Fernanda Figueirêdo / 19 de maio de 2016
Foto: Divulgação
Apesar da Agência Nacional de Águas (ANA) ter declarado que a Companhia de Água e Esgotos da Paraíba (Cagepa) poderia retirar mais 20 milhões de metros cúbicos de água do açude Epitácio Pessoa para abastecer Campina Grande e mais 18 municípios, o professor doutor em recursos hídricos da Universidade Federal de Campina Grande (UFCG), Janiro Costa Rego, afirma que os órgãos de vigilância hídrica não têm como prever até quando a água estará própria para o consumo.

Enquanto a Cagepa afirma que há água para o abastecimento até janeiro, ele garante que a potencialidade das toxinas produzidas pelas cianobactérias, existentes em grande concentração no reservatório, podem ser detectadas a qualquer momento, inviabilizando a distribuição da água.

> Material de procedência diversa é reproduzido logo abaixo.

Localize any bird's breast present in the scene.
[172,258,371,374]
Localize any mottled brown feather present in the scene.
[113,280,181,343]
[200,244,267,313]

“A Cagepa mesmo já disse e mostrou valores mais altos do que o limite das cianobactérias no açude de Boqueirão, de forma que já estão sendo feitos pela própria Companhia, em Boqueirão, exames semanais para verificar a presença das cianobactérias, principalmente na saída da estação de tratamento, para verificar se as toxinas estão saindo da estação de tratamento e estão entrando na rede. Quando surgirem as primeiras toxinas, o abastecimento deve ser imediatamente interrompido”, explicou Janiro.

Quantidade x qualidade. O professor Janiro Costa, que acompanha os níveis de água em Boqueirão desde o início do racionamento, em dezembro de 2014, afirma que a estimativa de distribuição de água até janeiro de 2016 leva em conta apenas valores quantitativos.

“Só a Cagepa faz esse monitoramento e possui esses dados da qualidade da água de Boqueirão. Sabemos que os exames são confiáveis, mas chamo atenção para o fato de que no dia que as cianobactérias liberarem toxinas, e estas forem diagnosticadas através dos exames feitos pela Cagepa, imediatamente o abastecimento será suspenso, a não ser que se ampliasse a estação de tratamento desde já, pensando nessa possibilidade, o que também teria um custo altíssimo”, pontuou o professor.

O gerente da Cagepa em Campina Grande, Ronaldo Meneses, já anunciou que a previsão feita pela ANA pode ser reavaliada a qualquer momento, dependendo do comprometimento da qualidade da água, que é examinada, semanalmente, pelos técnicos da companhia.